Surat Al-Lail Ayat 11

وَمَا يُغْنِى عَنْهُ مَالُهُۥٓ إِذَا تَرَدَّىٰٓ

Arab-Latin: Wa mā yugnī 'an-hu māluhū iżā taraddā

Artinya: Dan hartanya tidak bermanfaat baginya apabila ia telah binasa.

« Al-Lail 10Al-Lail 12 »

Mau pahala jariyah & rezeki berlimpah? Klik di sini sekarang!

Pelajaran Mendalam Berkaitan Dengan Surat Al-Lail Ayat 11

Paragraf di atas merupakan Surat Al-Lail Ayat 11 dengan text arab, latin dan terjemah artinya. Ada variasi pelajaran mendalam dari ayat ini. Terdokumentasi variasi penjabaran dari beragam mufassirin berkaitan makna surat Al-Lail ayat 11, antara lain sebagaimana berikut:

📚 Tafsir Al-Muyassar / Kementerian Agama Saudi Arabia

10-11. Maka kami akan memudahkan baginya sebab-sebab kesengsaraan. Harta yang ditahannya tidak berguna baginya manakala dia masuk ke dalam api neraka.


📚 Tafsir Al-Mukhtashar / Markaz Tafsir Riyadh, di bawah pengawasan Syaikh Dr. Shalih bin Abdullah bin Humaid, Imam Masjidil Haram

11. Harta yang dia sayangi itu tidak bermanfaat sedikitpun baginya saat ia telah binasa dan masuk ke dalam Neraka.


📚 Zubdatut Tafsir Min Fathil Qadir / Syaikh Dr. Muhammad Sulaiman Al Asyqar, mudarris tafsir Universitas Islam Madinah

11. وَمَا يُغْنِى عَنْهُ مَالُهُۥٓ (Dan hartanya tidak bermanfaat baginya)
Yakni harta yang ia simpan tidak dapat bermanfaat baginya.

إِذَا تَرَدَّىٰٓ (apabila ia telah binasa)
Yakni jika ia telah jatuh ke neraka Jahannam.
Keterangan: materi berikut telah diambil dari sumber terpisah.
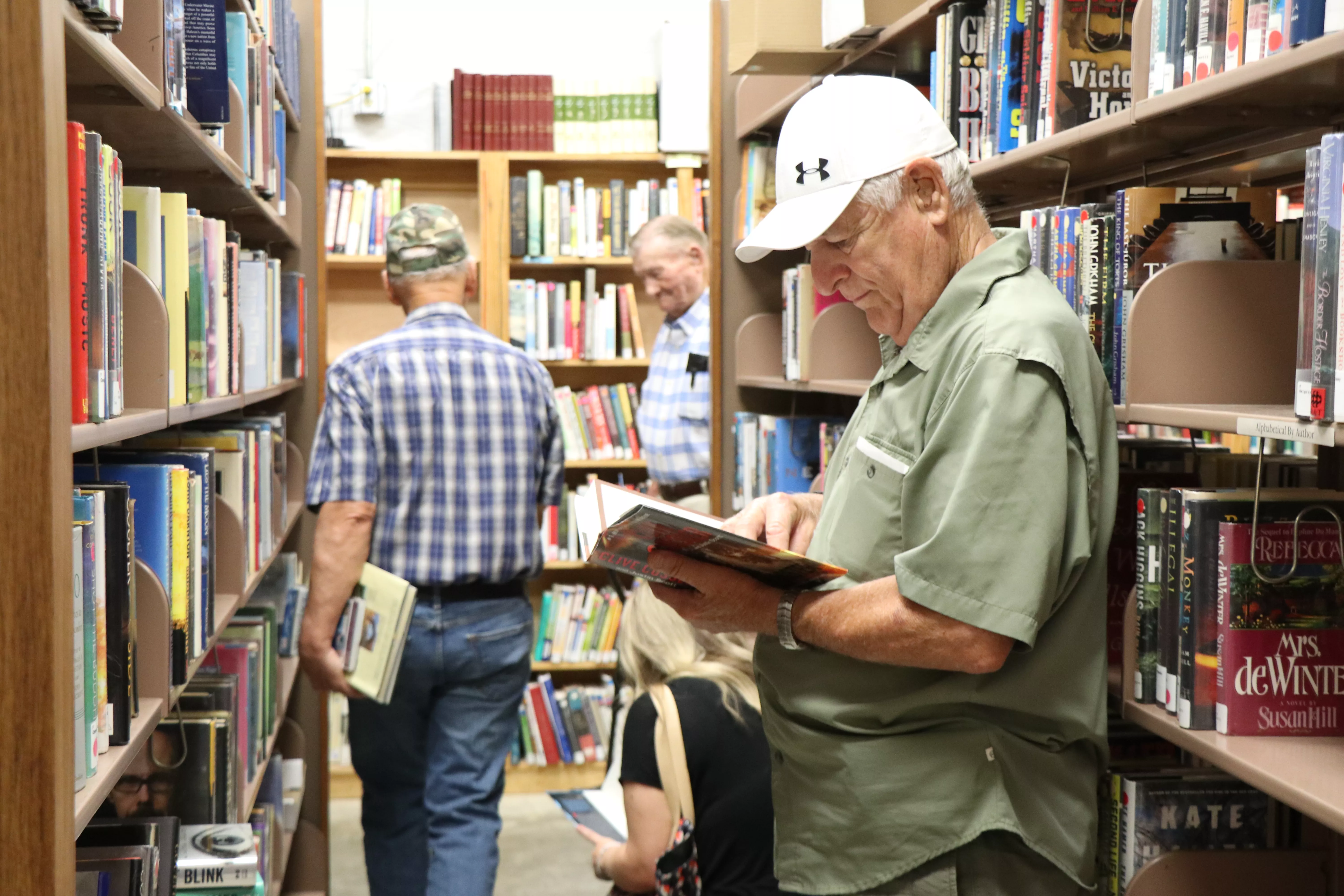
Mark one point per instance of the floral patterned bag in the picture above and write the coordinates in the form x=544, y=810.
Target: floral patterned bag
x=678, y=871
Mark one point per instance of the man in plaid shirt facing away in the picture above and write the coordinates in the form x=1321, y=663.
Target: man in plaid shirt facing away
x=435, y=450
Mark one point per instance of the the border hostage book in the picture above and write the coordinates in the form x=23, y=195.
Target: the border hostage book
x=619, y=528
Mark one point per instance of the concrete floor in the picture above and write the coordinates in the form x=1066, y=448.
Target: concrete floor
x=540, y=851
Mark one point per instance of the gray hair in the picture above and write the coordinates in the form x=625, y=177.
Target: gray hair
x=455, y=272
x=885, y=191
x=673, y=229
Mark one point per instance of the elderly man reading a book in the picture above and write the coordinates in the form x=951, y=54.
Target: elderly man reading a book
x=937, y=715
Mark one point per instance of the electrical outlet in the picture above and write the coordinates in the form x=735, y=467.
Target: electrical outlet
x=370, y=97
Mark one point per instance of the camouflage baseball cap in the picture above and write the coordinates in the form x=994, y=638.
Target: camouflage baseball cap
x=424, y=237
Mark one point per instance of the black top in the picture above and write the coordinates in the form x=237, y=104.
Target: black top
x=730, y=782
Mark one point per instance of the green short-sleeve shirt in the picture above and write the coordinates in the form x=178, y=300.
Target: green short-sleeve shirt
x=980, y=469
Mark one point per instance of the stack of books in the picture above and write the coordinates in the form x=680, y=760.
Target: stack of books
x=600, y=422
x=564, y=727
x=579, y=624
x=358, y=214
x=557, y=322
x=573, y=220
x=1099, y=256
x=779, y=453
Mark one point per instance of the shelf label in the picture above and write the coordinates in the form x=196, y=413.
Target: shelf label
x=1290, y=431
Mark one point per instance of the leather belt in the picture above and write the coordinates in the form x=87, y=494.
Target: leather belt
x=471, y=592
x=678, y=491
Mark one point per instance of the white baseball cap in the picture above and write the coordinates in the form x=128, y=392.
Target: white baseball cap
x=846, y=131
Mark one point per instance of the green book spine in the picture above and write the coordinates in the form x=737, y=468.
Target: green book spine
x=534, y=213
x=544, y=631
x=197, y=308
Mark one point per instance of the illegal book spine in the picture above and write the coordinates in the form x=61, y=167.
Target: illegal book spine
x=1327, y=276
x=1280, y=647
x=79, y=211
x=1169, y=616
x=1148, y=592
x=1088, y=84
x=1307, y=291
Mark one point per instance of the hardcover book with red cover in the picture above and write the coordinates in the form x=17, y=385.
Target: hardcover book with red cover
x=79, y=194
x=1280, y=647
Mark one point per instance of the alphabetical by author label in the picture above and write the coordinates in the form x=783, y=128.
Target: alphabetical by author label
x=1290, y=431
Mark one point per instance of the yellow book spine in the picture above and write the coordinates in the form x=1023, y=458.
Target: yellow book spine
x=177, y=284
x=181, y=554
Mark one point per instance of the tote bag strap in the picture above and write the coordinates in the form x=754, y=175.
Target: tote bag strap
x=670, y=750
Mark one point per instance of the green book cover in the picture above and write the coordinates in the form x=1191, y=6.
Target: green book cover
x=197, y=307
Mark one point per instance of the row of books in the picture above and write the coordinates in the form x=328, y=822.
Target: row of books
x=802, y=306
x=1182, y=460
x=236, y=320
x=757, y=197
x=778, y=453
x=174, y=481
x=568, y=726
x=599, y=422
x=579, y=624
x=1319, y=393
x=144, y=851
x=1099, y=256
x=1193, y=41
x=557, y=322
x=572, y=220
x=358, y=213
x=104, y=15
x=540, y=113
x=1151, y=803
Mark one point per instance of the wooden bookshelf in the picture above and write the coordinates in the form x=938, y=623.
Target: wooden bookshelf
x=65, y=70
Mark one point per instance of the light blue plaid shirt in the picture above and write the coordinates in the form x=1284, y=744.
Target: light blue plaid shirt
x=674, y=416
x=455, y=437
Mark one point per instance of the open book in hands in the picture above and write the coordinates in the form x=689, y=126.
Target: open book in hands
x=618, y=528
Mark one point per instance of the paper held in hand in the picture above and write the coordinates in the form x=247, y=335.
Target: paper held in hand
x=373, y=629
x=618, y=528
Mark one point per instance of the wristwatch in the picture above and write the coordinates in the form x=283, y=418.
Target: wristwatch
x=784, y=621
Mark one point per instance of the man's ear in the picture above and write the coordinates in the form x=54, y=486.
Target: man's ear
x=392, y=293
x=927, y=189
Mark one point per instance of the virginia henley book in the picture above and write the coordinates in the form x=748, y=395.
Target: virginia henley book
x=619, y=527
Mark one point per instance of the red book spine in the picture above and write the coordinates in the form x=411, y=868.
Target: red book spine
x=604, y=435
x=1280, y=648
x=459, y=112
x=544, y=725
x=546, y=105
x=79, y=210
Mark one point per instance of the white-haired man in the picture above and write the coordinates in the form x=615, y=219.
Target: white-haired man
x=671, y=256
x=937, y=719
x=435, y=449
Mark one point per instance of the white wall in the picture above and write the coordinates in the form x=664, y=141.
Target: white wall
x=417, y=43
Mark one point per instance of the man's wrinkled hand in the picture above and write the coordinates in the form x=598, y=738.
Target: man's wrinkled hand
x=720, y=600
x=326, y=668
x=784, y=520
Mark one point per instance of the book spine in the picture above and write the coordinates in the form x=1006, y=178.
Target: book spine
x=1307, y=291
x=1327, y=273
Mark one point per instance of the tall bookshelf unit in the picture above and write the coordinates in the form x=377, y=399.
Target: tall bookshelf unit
x=57, y=69
x=475, y=186
x=1212, y=346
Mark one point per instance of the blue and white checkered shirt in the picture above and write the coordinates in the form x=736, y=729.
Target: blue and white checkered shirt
x=674, y=416
x=455, y=437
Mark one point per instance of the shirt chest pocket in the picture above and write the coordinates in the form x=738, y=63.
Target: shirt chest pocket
x=869, y=530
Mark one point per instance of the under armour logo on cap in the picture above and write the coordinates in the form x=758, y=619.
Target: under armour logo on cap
x=821, y=170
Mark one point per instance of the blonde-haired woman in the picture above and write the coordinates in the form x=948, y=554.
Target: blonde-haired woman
x=726, y=752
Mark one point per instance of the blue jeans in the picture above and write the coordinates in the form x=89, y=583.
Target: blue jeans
x=432, y=761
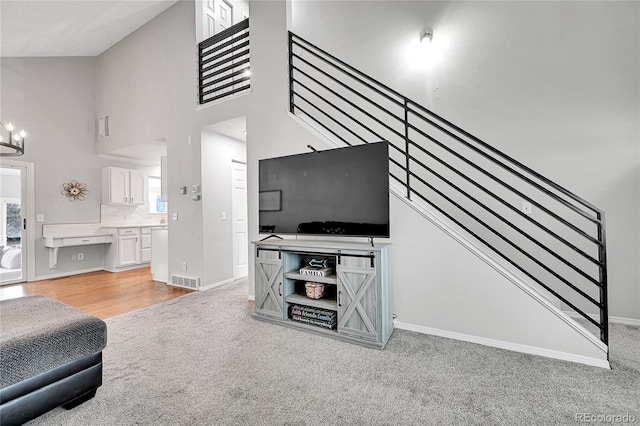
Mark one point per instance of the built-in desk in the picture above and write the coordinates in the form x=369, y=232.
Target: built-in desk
x=66, y=235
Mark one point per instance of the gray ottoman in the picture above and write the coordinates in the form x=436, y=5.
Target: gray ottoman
x=50, y=356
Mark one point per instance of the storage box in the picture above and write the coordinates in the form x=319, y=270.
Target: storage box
x=314, y=290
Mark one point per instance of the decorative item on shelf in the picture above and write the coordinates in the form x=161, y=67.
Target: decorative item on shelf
x=314, y=290
x=318, y=267
x=74, y=190
x=13, y=141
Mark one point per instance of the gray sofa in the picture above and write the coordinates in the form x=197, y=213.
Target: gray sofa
x=50, y=356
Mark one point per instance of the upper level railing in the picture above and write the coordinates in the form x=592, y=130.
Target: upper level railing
x=549, y=234
x=224, y=63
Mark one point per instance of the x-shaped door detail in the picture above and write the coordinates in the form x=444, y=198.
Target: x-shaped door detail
x=354, y=299
x=269, y=288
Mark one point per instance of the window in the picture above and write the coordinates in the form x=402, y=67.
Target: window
x=156, y=205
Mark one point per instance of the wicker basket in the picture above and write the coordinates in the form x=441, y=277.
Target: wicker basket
x=314, y=290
Mau pahala jariyah & rezeki berlimpah? Klik di sini sekarang!

📚 Tafsir Al-Wajiz / Syaikh Prof. Dr. Wahbah az-Zuhaili, pakar fiqih dan tafsir negeri Suriah

11. Tidak berguna harta benda dan kekayaannya ketika dia hancur dan terjerumus ke dalam neraka


📚 Tafsir Ash-Shaghir / Fayiz bin Sayyaf As-Sariih, dimuraja’ah oleh Syaikh Prof. Dr. Abdullah bin Abdul Aziz al-‘Awaji, professor tafsir Univ Islam Madinah

{Hartanya tidak bermanfaat baginya apabila dia telah binasa} binasa


📚 Tafsir as-Sa'di / Syaikh Abdurrahman bin Nashir as-Sa'di, pakar tafsir abad 14 H

11. “Dan hartanya tidak bermanfaat baginya,” yakni harta yang membuatnya melampaui batas, merasa cukup dengan harta itu dan menjadikannya bakhil, bila ia mati, karena hanya amal shalih yang akan selalu menemani seseorang. Sedangkan hartanya yang tidak ditunaikan kewajibannya akan menjadi bencana baginya, karena tidak melakukan apa pun untuk akhirat dengan harta tersebut.


Mau pahala jariyah & rezeki berlimpah? Klik di sini sekarang!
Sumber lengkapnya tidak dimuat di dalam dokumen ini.